8) Nous pouvons encore signaler à Goldhagen la prépondérance des Juifs dans la révolution bolchevique russe de 1917. Selon les ouvrages d’Alexandre Soljenitsyne, cette révolution est responsable du meurtre de 66 millions d’hommes parmi tous les peuples de Russie : c’est jusqu’ici le plus grand crime commis contre l’humanité !
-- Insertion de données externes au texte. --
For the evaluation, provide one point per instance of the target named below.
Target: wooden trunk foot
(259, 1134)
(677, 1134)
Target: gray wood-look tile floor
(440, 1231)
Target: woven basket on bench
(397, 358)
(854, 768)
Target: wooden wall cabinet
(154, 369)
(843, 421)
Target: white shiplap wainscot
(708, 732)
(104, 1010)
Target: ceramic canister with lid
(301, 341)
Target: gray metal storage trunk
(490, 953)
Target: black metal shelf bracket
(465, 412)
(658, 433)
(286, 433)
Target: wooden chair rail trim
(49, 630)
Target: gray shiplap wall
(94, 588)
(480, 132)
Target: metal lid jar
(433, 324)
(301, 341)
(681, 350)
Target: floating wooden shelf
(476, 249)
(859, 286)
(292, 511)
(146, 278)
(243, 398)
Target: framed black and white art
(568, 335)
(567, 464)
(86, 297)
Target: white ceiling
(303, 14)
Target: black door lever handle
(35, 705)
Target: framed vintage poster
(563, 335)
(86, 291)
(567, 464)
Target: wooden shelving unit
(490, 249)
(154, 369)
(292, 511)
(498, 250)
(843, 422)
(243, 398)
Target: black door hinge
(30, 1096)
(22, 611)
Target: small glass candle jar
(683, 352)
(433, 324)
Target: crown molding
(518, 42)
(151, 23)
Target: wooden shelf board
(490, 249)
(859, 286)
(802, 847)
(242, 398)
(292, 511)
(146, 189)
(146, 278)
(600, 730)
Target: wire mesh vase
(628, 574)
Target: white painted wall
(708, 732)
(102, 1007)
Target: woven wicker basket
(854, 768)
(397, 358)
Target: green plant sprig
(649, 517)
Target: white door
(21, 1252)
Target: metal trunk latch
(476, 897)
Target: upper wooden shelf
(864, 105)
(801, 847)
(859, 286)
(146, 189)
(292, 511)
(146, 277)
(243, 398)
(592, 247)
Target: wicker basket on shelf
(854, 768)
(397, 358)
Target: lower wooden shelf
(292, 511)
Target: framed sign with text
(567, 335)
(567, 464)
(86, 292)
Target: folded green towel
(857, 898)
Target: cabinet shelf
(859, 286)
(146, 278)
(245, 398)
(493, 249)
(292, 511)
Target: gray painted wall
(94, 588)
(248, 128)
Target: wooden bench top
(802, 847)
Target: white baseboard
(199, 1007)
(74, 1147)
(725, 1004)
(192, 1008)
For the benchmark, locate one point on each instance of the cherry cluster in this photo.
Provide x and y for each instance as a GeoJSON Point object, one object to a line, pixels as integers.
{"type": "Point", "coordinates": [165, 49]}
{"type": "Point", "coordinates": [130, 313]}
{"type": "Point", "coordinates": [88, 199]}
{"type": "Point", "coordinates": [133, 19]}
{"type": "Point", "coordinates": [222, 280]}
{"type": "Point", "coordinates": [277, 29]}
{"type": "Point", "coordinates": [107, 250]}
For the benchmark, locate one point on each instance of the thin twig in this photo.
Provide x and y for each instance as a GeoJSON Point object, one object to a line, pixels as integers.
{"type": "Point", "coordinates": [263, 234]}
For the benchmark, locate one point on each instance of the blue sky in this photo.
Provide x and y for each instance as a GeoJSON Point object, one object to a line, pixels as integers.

Le Politburo, noyau dirigeant de la révolution, était constitué comme suit par des personnalités juives :

LENINE

BRONSTEIN dit TROTSKI

ROZENFELD dit KAMENEV

RADOMYLSKI dit ZINOVIEV


Pourcentage de Juifs :

Conseil des Commissaires du Peuple 77 % Commission de la Guerre 77 % Commissariat aux Affaires étrangères 81 % Commissariat aux Finances 80 % Commissariat à la Justice 95% Commissariat à l’Enseignement 79 % Commissariat à l’Assistance sociale 100 % Commissariat au Travail 87% Commissaires provinciaux 91 %


En avril 1919, dans la revue Kommunist, le Juif Cohen écrivit à ce sujet : « On peut dire sans exagération que la grande révolution sociale russe a été l’oeuvre de Juifs... Non, seuls les Juifs ont conduit le prolétariat russe vers l’aurore de l’Internationale... Nous pouvons dormir tranquillement tant que le camarade Trotski est le chef de l’Armée rouge... ce n’est pas sans raison que de tous les votes pour les organisations soviétiques, les Juifs sortent vainqueurs à une majorité écrasante... » Monsieur Goldhagen, une autorité juive quelconque a-t-elle jamais exprimé publiquement des regrets aux peuples de Russie pour les crimes de cette atroce révolution ? (Et ne parlons pas de réparations.)


9°) Goldhagen devrait savoir ce qu’a écrit son collègue juif le professeur Michael Wofsohn : « La culpabilité n’est pas héréditaire ! L’Allemand né après les événements n est donc pas coupable et le Juif né après les événements n’est pas un martyr ».


Et nous complétons : S’il existe une « culpabilité collective », ou une responsabilité collective, ou une honte collective, que ce soit pour tous tes peuples ! Car s’il a existé une « barbarie nazie », il a également existé une « barbarie démocratique », une « barbarie libérale », une « barbarie communiste » et une « barbarie israélienne ». De même, s’il a existé une « barbarie allemande », il existe également des barbaries américaine, anglaise, française, italienne... et juive. La vérité et le droit sont indivisibles, même pour Goldhagen !


Signé : Groupes de lycéens critiques, Berlin / Vienne / Zurich / Innsbrück/ Bolzano/ Passau / Francfort-sur-le-Main / Salzbourg / Cologne / Hambourg / Francfort-sur-l’Oder / Münich / Göttingen / Ratisbonne / Brëme.


On comprend mieux pourquoi ils se sont opposé à Dieudonné lorsqu'il a voulu faire un film sur ce sujet. L'habit de victime ne devait pas être atténué par ce rôle de bourreau de l'humanité sur tous les continents et à toutes les époques. On comprend mieux l'usage de la complainte et la lamentation, auquel un mur a été dédié. Sachant que si la vérité éclate, il valait mieux devancer en faisant la victime.


En complément je vous propose de lire l'article de Anne Kling sur les Radhanites, et sur l'origine du terme esclave, et de comprendre pourquoi les autorités d'Espagne les ont viré manu militari de leur pays.  http://france-licratisee.hautetfort.com/tag/radhanites 


Ce qui est sûr, c'est que si on ne veut pas hériter de la culpabilité d'un crime, on ne peut hériter des richesses que ce crime a créé, et qu'il est encore possible de les revendiquer.